Susan Adamson was there. She was the one I looked at when I spoke. I could tell she made an effort to put me at ease (Goddess bless her) and it worked. Mary Trentadue, a sultry but studious-looking woman with the soul-saving habit of making little jokes when you least expect it, was the owner of the bookstore at that time. She made sure we all had something to drink and napkins for the munchies.
Maggie DeVries was there. I felt supremely humbled by Maggie because she had done two things that I felt called to do – stand for something important and be published. Maggie, a children’s book author by trade, wrote Missing Sarah to honour her sister, a casualty of the quiet war.
That’s how I always think of it now – the quiet war. Susan Davis said it in a guest editorial for The Province newspaper on December 15, 2006. Let us “take time to remember the casualties of Canada’s quiet war. They had families and dreams. The loss to the community of their potential and light is immeasurable. They may be gone but they must never be forgotten.”

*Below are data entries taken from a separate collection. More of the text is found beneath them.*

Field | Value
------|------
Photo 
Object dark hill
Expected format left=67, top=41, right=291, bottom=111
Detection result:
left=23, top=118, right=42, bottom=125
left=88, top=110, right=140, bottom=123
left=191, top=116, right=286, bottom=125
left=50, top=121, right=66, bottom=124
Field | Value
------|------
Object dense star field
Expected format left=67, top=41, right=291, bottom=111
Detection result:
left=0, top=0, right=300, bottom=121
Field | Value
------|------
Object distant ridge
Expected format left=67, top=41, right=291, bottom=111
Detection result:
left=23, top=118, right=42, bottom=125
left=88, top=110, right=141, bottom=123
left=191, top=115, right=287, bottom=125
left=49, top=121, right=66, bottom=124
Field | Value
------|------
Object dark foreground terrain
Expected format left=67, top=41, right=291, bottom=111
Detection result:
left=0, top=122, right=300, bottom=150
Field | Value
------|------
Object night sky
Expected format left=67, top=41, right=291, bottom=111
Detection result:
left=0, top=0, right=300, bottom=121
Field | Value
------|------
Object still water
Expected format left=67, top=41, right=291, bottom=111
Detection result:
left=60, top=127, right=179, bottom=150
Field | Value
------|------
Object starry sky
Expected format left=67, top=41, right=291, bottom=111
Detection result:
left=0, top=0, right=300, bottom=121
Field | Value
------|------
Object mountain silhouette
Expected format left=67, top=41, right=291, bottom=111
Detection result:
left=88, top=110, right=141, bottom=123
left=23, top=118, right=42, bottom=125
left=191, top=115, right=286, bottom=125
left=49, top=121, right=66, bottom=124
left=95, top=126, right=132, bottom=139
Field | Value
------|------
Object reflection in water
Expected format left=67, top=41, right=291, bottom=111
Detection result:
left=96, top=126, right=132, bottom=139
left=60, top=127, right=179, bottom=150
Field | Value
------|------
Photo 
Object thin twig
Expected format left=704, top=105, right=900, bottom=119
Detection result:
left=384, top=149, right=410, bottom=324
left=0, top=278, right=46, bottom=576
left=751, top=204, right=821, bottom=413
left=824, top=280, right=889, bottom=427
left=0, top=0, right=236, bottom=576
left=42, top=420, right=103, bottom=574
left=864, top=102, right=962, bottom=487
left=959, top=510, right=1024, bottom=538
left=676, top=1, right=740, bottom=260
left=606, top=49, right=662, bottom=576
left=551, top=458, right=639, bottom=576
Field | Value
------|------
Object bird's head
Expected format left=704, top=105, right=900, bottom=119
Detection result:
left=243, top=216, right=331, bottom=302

Maggie’s book ensured that her sister’s story would not be forgotten. I knew why she sat at that table. But I wondered about the other two. It’s been almost five years and I still don’t know how they came to be board members for PACE Society – a by and for sex workers organization in the Downtown Eastside. Yet they remain to be.
I got involved with PACE after I read about them in a local paper in 2003. Prostitution Alternatives Counselling & Advocacy – hence “PACE” – Society, was described in the article as an organization that had been started by sex workers for sex workers.